Nel secolo scorso pensatori come Theodor W. Adorno, su un versante più freudiano-marxiano (cf. in Minima Moralia) e Karl Popper hanno approfondito i tema della verità e della sua falsificazione, riprendendo l’antico asserto socratico del “sapere di non sapere”. Se Adorno, sulle tracce del pensiero ideal-marxiano e psicanalitico conservava una sorta di allure ottimistica circa le possibilità del soggetto di pensare la verità, Popper, neo-socratico faceva due affermazioni radicali: a) “Noi umani sappiamo una quantità di cose che ci consentono una profonda penetrazione teorica e una sorprendentemente elevata comprensione del mondo” e, di contro, dialetticamente, b) “la nostra ignoranza è illimitata e tale da toglierci ogni illusione“.
Che voleva dire? Più o meno ciò che anch’io (chi mi conosce lo sa) ripeto spesso: che la conoscenza e la ricerca della verità sono un’opera infinita (senza fine), poiché mentre conosco ciò che scopro della natura delle cose e dell’uomo stesso, colgo l’abisso di non conoscenza seguente, che appare progressivamente mentre conosco quel poco di accessibile della verità delle cose. Quanto e come posso sbagliarmi sempre! Come la realtà non è matematizzabile! Non posso mai dire che un essere umano è per il 20% negativo e per l’80% positivo, o viceversa, come qualcuno erroneamente pensa. Vi è sempre qualcosa o molto che sfugge, stando nel non-detto, nell’abilità dissimulatoria, nel progredire evolutivo delle cose. Ancora Popper “a ogni passo in avanti che facciamo, a ogni problema che risolviamo, non scopriamo solo problemi nuovi e insoluti, ma scopriamo che anche là dove pensavamo di trovarci su un terreno stabile e sicuro, in realtà tutto è incerto e precario“.
O, come dice il mio caro collega di Phronesis Stefano Zampieri da Venezia: “noi possiamo accedere intellettualmente solo a delle verità locali”.

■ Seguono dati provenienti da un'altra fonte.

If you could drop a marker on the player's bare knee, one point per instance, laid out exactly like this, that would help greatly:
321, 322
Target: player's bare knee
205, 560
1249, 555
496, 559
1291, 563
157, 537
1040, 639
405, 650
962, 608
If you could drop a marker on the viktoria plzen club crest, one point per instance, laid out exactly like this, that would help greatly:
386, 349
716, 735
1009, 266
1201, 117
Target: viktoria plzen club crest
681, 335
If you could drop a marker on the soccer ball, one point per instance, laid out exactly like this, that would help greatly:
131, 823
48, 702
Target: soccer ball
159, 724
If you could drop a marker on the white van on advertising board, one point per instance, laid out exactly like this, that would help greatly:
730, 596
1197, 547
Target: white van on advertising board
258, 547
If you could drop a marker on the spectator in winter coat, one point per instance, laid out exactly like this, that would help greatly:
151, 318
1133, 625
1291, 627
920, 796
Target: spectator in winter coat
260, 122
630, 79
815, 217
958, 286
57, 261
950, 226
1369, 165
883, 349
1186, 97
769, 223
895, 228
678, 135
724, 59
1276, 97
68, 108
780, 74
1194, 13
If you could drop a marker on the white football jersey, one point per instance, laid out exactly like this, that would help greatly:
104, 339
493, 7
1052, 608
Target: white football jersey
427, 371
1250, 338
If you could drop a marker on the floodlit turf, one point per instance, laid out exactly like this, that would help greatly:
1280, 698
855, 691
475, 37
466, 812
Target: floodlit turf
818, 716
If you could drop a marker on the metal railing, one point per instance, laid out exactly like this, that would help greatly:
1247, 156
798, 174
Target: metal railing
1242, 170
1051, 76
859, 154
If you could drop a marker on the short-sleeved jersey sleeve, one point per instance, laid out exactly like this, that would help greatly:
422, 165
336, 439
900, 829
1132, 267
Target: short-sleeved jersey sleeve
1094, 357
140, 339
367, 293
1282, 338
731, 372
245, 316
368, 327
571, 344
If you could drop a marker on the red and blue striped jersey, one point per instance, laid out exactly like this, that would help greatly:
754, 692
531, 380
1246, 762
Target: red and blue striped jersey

La ricerca della verità -dunque- non ha mai fine. Se Adorno affermava che “il tutto è falso“, Popper potrebbe suggerire di sostituire il termine “falso” con “falsificabile“, per lasciare una traccia generosa all’evoluzione positiva del pensiero umano (lobi prefrontali, cf. in Steven Pinker).
Se invece ci accostiamo alla dimensione teologica cristiana (con una epistemologia completamente diversa), in Giovanni (Evangelo 14, 6) troviamo l’affermazione gesuana “Io sono la via, la verità e la vita“, per cui rinvio a un mio testo di prossima pubblicazione (L’eros come struttura ermeneutica per la comprensione del senso).
Ma, al di là di questo, accontentiamoci di comprendere umilmente l’infinita varietà delle cose, con la nostra mente limitata, e pur capace di gioire per la conoscenza e per la sua condivisione con i nostri simili attuali e con chi verrà dopo di noi, noi andati via.